Not revised: This Reviewed Preprint includes the authors’ original preprint (without revision), an eLife assessment, and public reviews.

Read more about eLife’s peer review process.

Editors

  • Reviewing Editor
    Amy Andreotti
    Iowa State University, Ames, United States of America
  • Senior Editor
    Amy Andreotti
    Iowa State University, Ames, United States of America

Reviewer #1 (Public Review):

Summary:

The manuscript "Engineering of PAClight1P78A: A High-Performance Class-B1 GPCR-Based Sensor for PACAP1-38" by Cola et al. presents the development of a novel genetically encoded sensor, PAClight1P78A, based on the human PAC1 receptor. The authors provide a thorough in vitro and in vivo characterization of this sensor, demonstrating its potential utility across various applications in life sciences, including drug development and basic research.

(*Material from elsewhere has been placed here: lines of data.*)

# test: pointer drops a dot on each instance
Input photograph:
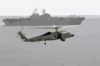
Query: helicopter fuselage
(62, 35)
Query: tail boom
(22, 36)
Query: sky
(54, 7)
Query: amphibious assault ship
(45, 19)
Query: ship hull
(42, 22)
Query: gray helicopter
(53, 35)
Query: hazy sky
(54, 7)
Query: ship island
(43, 20)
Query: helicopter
(52, 35)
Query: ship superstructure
(45, 19)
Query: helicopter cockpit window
(48, 33)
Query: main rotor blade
(54, 26)
(41, 28)
(68, 26)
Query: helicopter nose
(72, 35)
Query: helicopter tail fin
(22, 36)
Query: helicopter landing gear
(45, 42)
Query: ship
(42, 20)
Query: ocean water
(81, 50)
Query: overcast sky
(54, 7)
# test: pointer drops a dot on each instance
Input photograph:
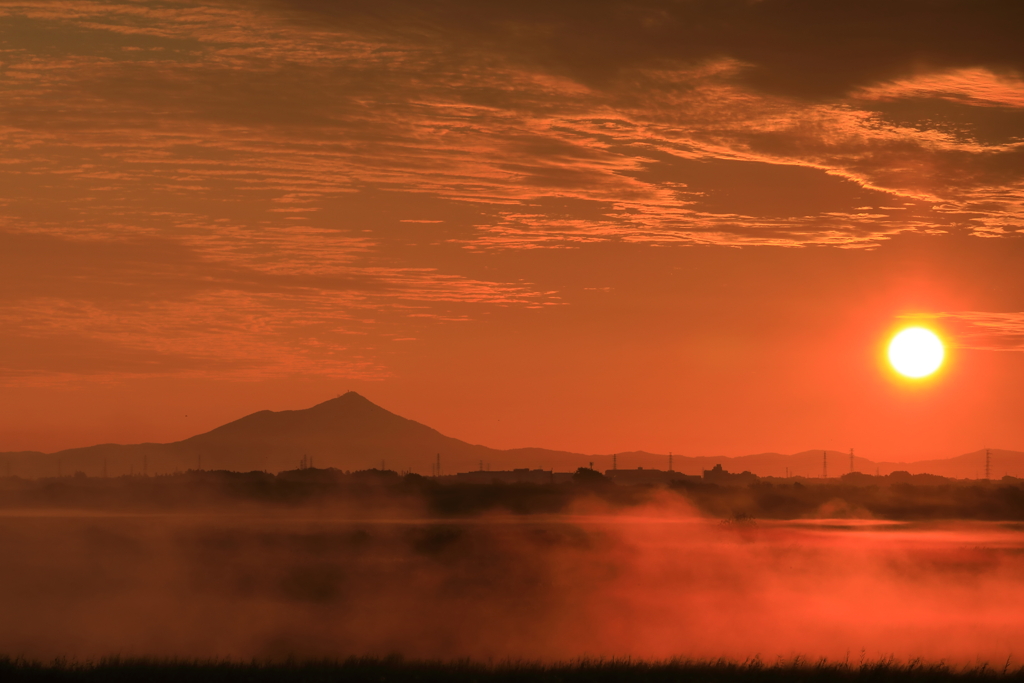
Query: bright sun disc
(915, 352)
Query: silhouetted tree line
(897, 497)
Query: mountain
(348, 432)
(351, 433)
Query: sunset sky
(685, 225)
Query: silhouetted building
(646, 476)
(519, 475)
(721, 476)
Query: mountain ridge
(350, 432)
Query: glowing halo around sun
(915, 352)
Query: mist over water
(657, 582)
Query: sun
(915, 352)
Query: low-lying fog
(658, 582)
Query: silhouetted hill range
(351, 433)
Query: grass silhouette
(396, 670)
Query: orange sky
(595, 226)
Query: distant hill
(352, 433)
(348, 432)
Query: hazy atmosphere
(598, 226)
(412, 340)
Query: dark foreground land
(398, 671)
(897, 497)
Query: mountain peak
(347, 400)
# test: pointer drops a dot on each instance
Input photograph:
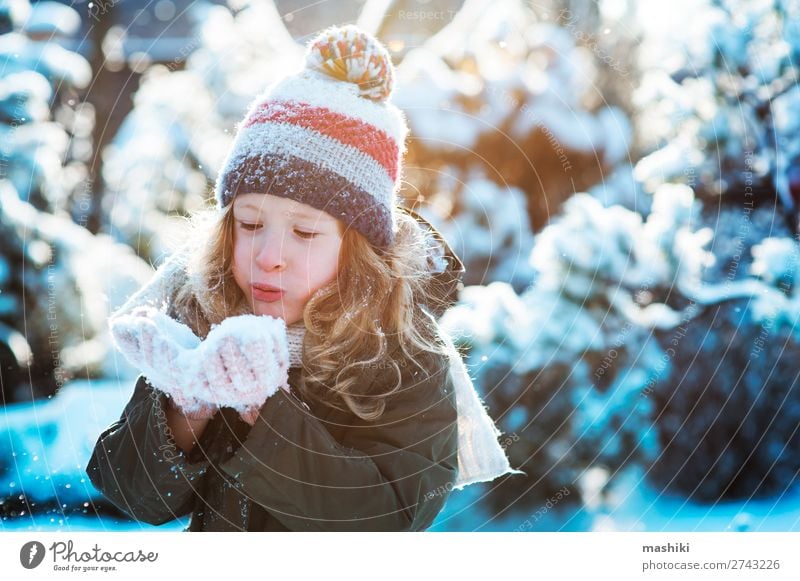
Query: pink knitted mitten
(245, 360)
(160, 347)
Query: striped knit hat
(326, 136)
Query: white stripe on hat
(340, 97)
(285, 139)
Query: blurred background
(620, 178)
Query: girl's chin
(273, 310)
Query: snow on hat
(327, 136)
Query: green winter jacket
(303, 466)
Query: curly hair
(372, 316)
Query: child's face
(284, 244)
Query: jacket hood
(444, 264)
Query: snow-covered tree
(566, 365)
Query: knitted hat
(326, 136)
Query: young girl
(293, 373)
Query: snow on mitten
(160, 346)
(246, 360)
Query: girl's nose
(271, 255)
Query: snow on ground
(51, 442)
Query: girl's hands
(242, 361)
(245, 360)
(160, 346)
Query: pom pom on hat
(347, 53)
(328, 136)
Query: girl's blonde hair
(371, 318)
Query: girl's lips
(267, 296)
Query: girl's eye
(306, 235)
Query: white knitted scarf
(480, 456)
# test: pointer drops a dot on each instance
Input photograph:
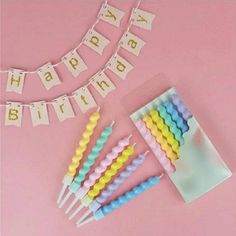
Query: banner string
(107, 64)
(104, 4)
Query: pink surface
(192, 43)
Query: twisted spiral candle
(180, 122)
(93, 120)
(119, 180)
(155, 146)
(176, 100)
(110, 172)
(171, 124)
(89, 130)
(98, 171)
(92, 156)
(165, 130)
(106, 193)
(106, 162)
(121, 200)
(97, 188)
(159, 138)
(75, 185)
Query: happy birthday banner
(75, 64)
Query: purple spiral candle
(106, 162)
(120, 179)
(155, 146)
(182, 109)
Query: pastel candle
(107, 176)
(99, 170)
(121, 200)
(86, 136)
(75, 185)
(171, 124)
(155, 146)
(180, 122)
(159, 138)
(106, 193)
(165, 130)
(176, 100)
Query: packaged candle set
(177, 140)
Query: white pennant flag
(120, 66)
(63, 108)
(15, 82)
(111, 14)
(39, 113)
(132, 43)
(96, 41)
(84, 99)
(74, 63)
(48, 76)
(142, 19)
(13, 115)
(102, 84)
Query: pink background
(192, 43)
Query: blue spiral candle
(75, 185)
(121, 200)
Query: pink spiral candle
(156, 148)
(106, 162)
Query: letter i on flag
(39, 113)
(84, 99)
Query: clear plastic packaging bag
(177, 140)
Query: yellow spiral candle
(93, 119)
(110, 172)
(159, 138)
(158, 120)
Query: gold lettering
(83, 98)
(13, 114)
(109, 14)
(17, 81)
(61, 107)
(120, 66)
(141, 18)
(132, 43)
(95, 41)
(74, 63)
(100, 84)
(48, 76)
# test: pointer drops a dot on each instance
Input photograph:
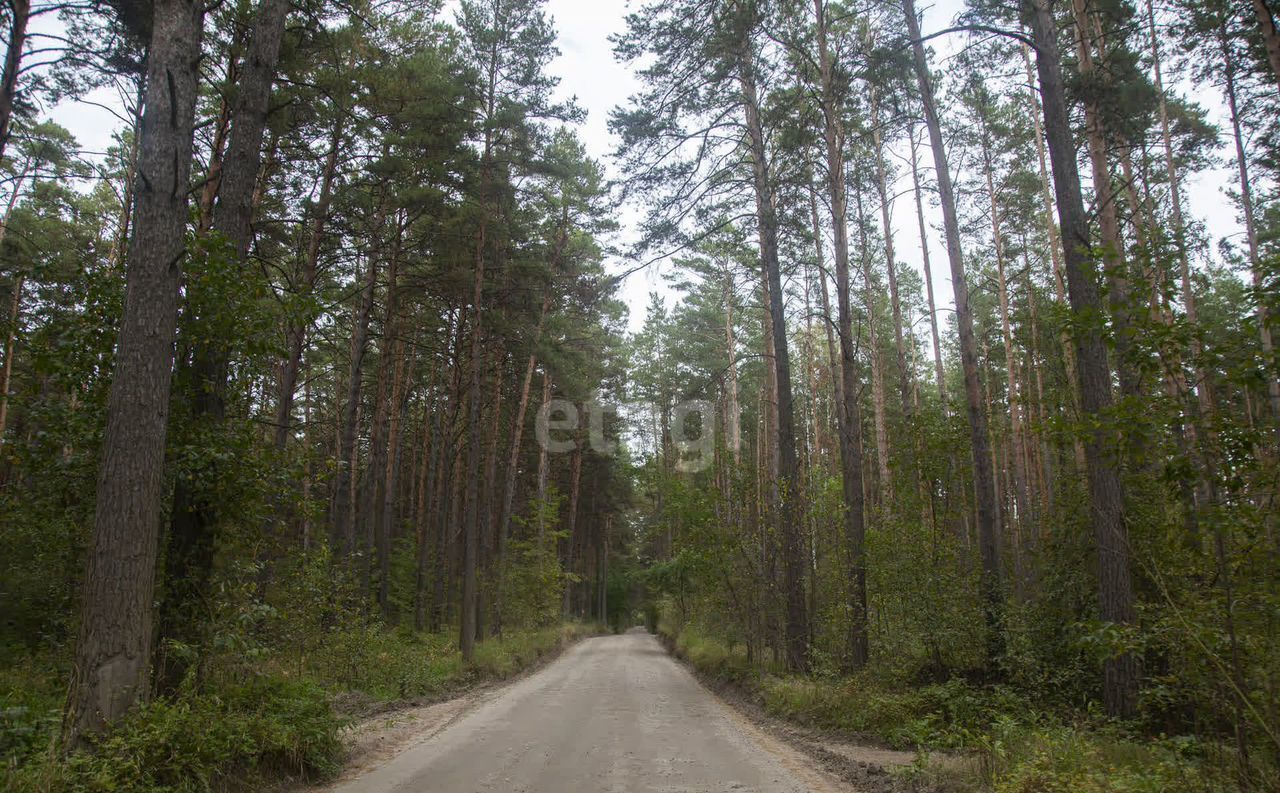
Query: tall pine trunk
(1106, 496)
(984, 484)
(113, 652)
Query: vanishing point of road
(611, 715)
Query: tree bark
(1114, 261)
(1270, 36)
(848, 416)
(1115, 588)
(343, 531)
(114, 649)
(983, 475)
(904, 372)
(18, 19)
(190, 559)
(1251, 229)
(928, 280)
(297, 331)
(880, 408)
(792, 553)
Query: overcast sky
(588, 70)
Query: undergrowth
(1011, 746)
(240, 728)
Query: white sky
(588, 70)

The diverse methods to validate PAClight1P78A demonstrate a comprehensive approach to sensor engineering by combining biochemical characterization with in vivo studies in rodent brains and zebrafish. This establishes the sensor's biophysical properties (e.g., sensitivity, specificity, kinetics, and spectral properties) and demonstrates its functionality in physiologically relevant settings. Importantly, the inclusion of control sensors and the testing of potential intracellular downstream effects such as G-protein activation underscore a careful consideration of specificity and biological impact.

Strengths:

The fundamental development of PAClight1P78A addresses a significant gap in sensors for Class-B1 GPCRs. The iterative design process -starting from PAClight0.1 to the final PAClight1P78A variant - demonstrates compelling optimization. The innovative engineering results in a sensor with a high apparent dynamic range and excellent ligand selectivity, representing a significant advancement in the field. The rigorous in vitro characterization, including dynamic range, ligand specificity, and activation kinetics, provides a critical understanding of the sensor's utility. Including in vivo experiments in mice and zebrafish larvae demonstrates the sensor's applicability in complex biological systems.

Weaknesses:

The manuscript shows that the sensor fundamentally works in vivo, albeit in a limited capacity. The titration curves show sensitivity in the nmol range at which endogenous detection might be possible. However, perhaps the sensor is not sensitive enough or there are not any known robust paradigms for PACAP release. A more detailed discussion of the sensors's limitations, particularly regarding in vivo applications and the potential for detecting endogenous PACAP release, would be helpful.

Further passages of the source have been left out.